Now of course that image of sleep as a euphemism for death is no peculiar property of Christianity, but the ideas that it suggests to the Christian consciousness are the peculiar property of Christianity. Any of you that ever were in the Vatican will remember how you go down corridors with Pagan marbles on that side, and Christian ones on this. Against one wall, in long rows, stand the sad memorials, each of which has the despairing ending, "Farewell, farewell, for ever farewell." But on the other side there are carved no goddesses of slumber, or mourning genii, or quenched lamps, or wailing words, but sweet emblems of a renewed life, and the ever-recurring, gracious motto: "In hope." To the non-Christian that sleep is eternal; to the Christian that sleep is as sure of awaking as is the sleep of the body. The one affects the whole man; the Christian sleep affects only the body and the connexion with the outer world.

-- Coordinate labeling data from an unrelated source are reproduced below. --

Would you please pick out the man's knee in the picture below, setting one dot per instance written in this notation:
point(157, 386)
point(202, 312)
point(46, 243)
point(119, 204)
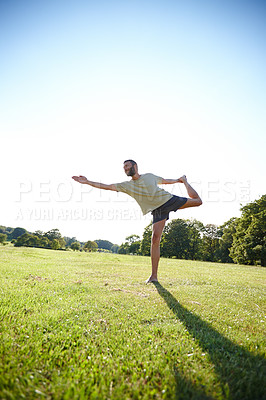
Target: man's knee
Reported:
point(156, 238)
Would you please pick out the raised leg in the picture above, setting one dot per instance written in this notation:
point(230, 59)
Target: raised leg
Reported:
point(194, 200)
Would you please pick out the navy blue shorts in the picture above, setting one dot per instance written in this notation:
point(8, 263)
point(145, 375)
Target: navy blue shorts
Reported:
point(163, 211)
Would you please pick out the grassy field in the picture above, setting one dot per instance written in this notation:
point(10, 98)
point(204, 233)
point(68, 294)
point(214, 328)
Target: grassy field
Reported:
point(85, 326)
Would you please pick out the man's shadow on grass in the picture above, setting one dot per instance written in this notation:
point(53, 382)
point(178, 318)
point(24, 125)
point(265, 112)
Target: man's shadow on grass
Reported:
point(241, 374)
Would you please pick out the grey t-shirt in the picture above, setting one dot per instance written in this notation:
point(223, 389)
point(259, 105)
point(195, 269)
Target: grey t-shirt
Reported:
point(145, 191)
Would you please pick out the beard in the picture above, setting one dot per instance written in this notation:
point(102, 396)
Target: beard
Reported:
point(132, 171)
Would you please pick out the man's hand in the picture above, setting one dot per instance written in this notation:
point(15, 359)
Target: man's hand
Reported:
point(80, 179)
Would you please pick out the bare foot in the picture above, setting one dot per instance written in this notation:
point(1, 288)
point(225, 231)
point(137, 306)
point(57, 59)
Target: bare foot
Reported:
point(182, 179)
point(150, 280)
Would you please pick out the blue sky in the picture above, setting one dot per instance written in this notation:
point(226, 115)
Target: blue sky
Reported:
point(177, 85)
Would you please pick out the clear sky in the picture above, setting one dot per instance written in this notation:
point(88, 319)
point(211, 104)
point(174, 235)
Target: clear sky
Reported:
point(179, 86)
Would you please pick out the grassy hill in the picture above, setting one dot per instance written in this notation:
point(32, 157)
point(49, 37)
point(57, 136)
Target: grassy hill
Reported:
point(85, 326)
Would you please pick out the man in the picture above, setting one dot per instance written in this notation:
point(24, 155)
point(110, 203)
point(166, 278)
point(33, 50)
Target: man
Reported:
point(151, 198)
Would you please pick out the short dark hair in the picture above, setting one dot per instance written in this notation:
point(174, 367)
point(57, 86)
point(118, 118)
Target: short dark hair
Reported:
point(132, 162)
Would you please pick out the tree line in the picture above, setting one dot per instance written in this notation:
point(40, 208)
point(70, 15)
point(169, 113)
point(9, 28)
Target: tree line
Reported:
point(240, 240)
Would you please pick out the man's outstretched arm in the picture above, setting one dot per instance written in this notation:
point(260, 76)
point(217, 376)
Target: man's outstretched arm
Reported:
point(98, 185)
point(171, 181)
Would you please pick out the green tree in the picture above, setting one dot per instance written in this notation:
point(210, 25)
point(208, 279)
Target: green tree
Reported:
point(17, 232)
point(75, 246)
point(228, 230)
point(2, 238)
point(195, 230)
point(54, 234)
point(131, 245)
point(115, 248)
point(145, 245)
point(90, 246)
point(210, 242)
point(27, 240)
point(249, 240)
point(175, 239)
point(104, 244)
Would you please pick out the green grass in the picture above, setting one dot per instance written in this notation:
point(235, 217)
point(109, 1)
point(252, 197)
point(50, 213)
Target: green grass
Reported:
point(85, 326)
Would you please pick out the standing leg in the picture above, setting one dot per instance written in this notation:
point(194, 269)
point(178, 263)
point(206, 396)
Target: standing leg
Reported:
point(157, 230)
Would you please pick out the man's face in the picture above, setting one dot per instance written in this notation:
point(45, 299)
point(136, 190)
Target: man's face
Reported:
point(129, 168)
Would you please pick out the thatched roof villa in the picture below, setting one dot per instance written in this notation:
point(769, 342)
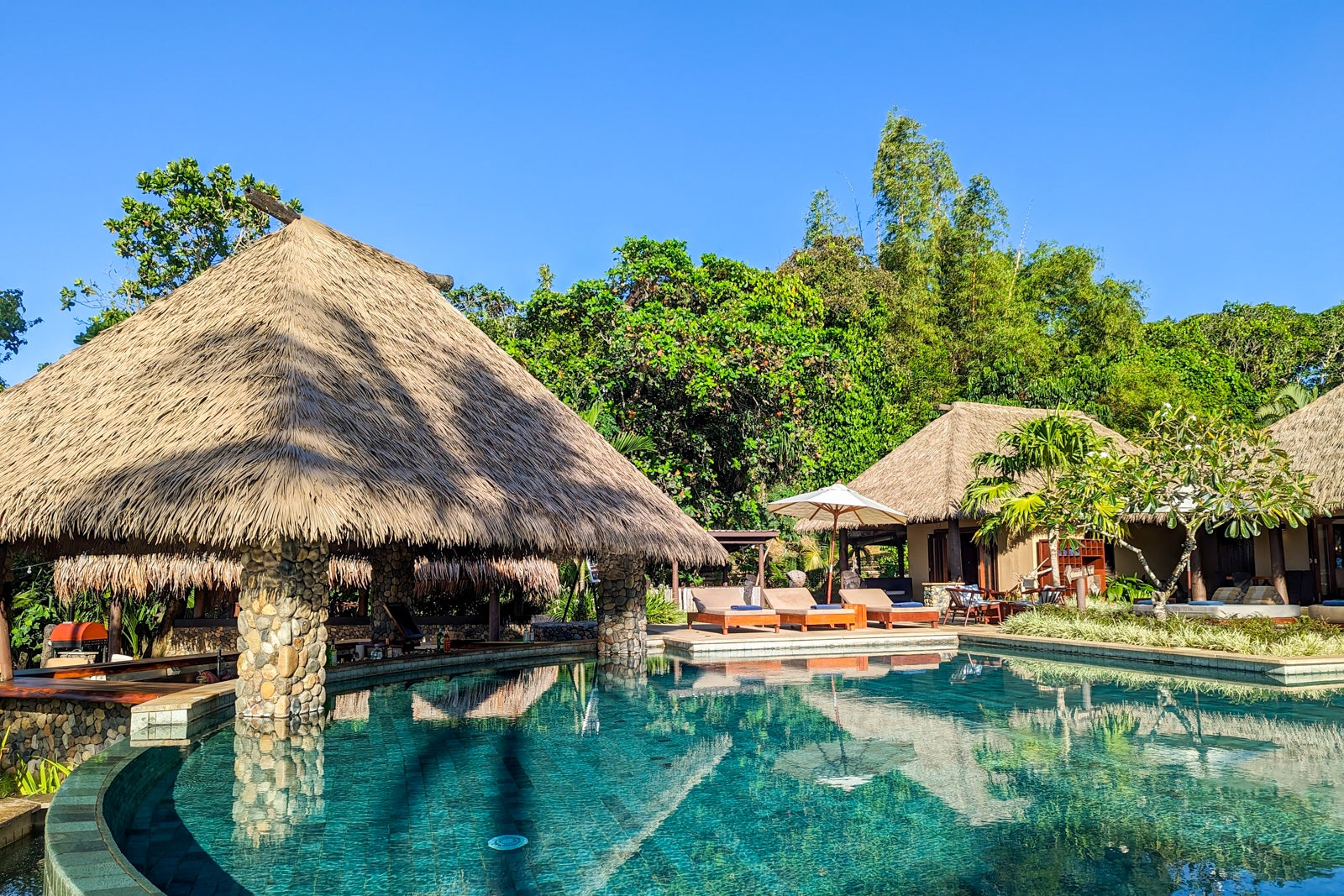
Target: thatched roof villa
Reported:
point(1314, 557)
point(312, 396)
point(927, 477)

"There is none other thing expressed,
But long disquiet merged in rest."

The Christian sleep of death does not seal the spirit in torpor. Seen from this side, death is sleep; seen from the other side death is awaking—waking to an intenser life than was ever experienced before; to a keenness of vitality compared with which the highest consciousness of existence and effort that we have ever known is but as the stirrings of a sleeper. "The drowsy pipe of halfawakened birds" does not contrast more with the fullthroated notes with which they welcome the sun, than does life here at its fullest and keenest with life yonder, with which, when we awake in Christ's likeness, we shall be satisfied.

I do not seek to blink the fact that, refine it how you may, and bring to bear Christian motives and principles as you will, the thing continues ugly and repellent. There is a sickly sentimentalism that tries to hide the hideousness of death by fine sayings about it—as artificial as the china wreaths of immortelles that one sometimes sees on graves. There is a hard materialism that refuses to recognize in death anything more than the natural end of natural processes, and so, in the most accurate sense of the expression, makes a man die the death of a dog. There is a recoiling dread of death which keeps many a man all his life in bondage, whenever he thinks about it. And I admit both that its repulsive features remain, and that, by a merciful provision, most men die quietly. But yet I say a Christian man who makes his life like Christ's, and his death like His, passing through the same physical experience as other men, does not die when he dies, but lives for evermore.

I beseech you, dear brethren, take the anodyne of death, the pledge of immortality, the life and death of Jesus Christ received by faith into our hearts. He that thus can, living, keep near the Master, so as to become like Him, will at the last be "conformable unto Hia death," and find that its blackness is lit up, even as the shadows on sunlit snow are heavenly blue, not black, and will pass from the imperfect conformities of life, by the way of a death moulded after Christ's pattern, to the perfect union where he shall be for ever with the Lord; and be " like Him, for he shall see Him as He is."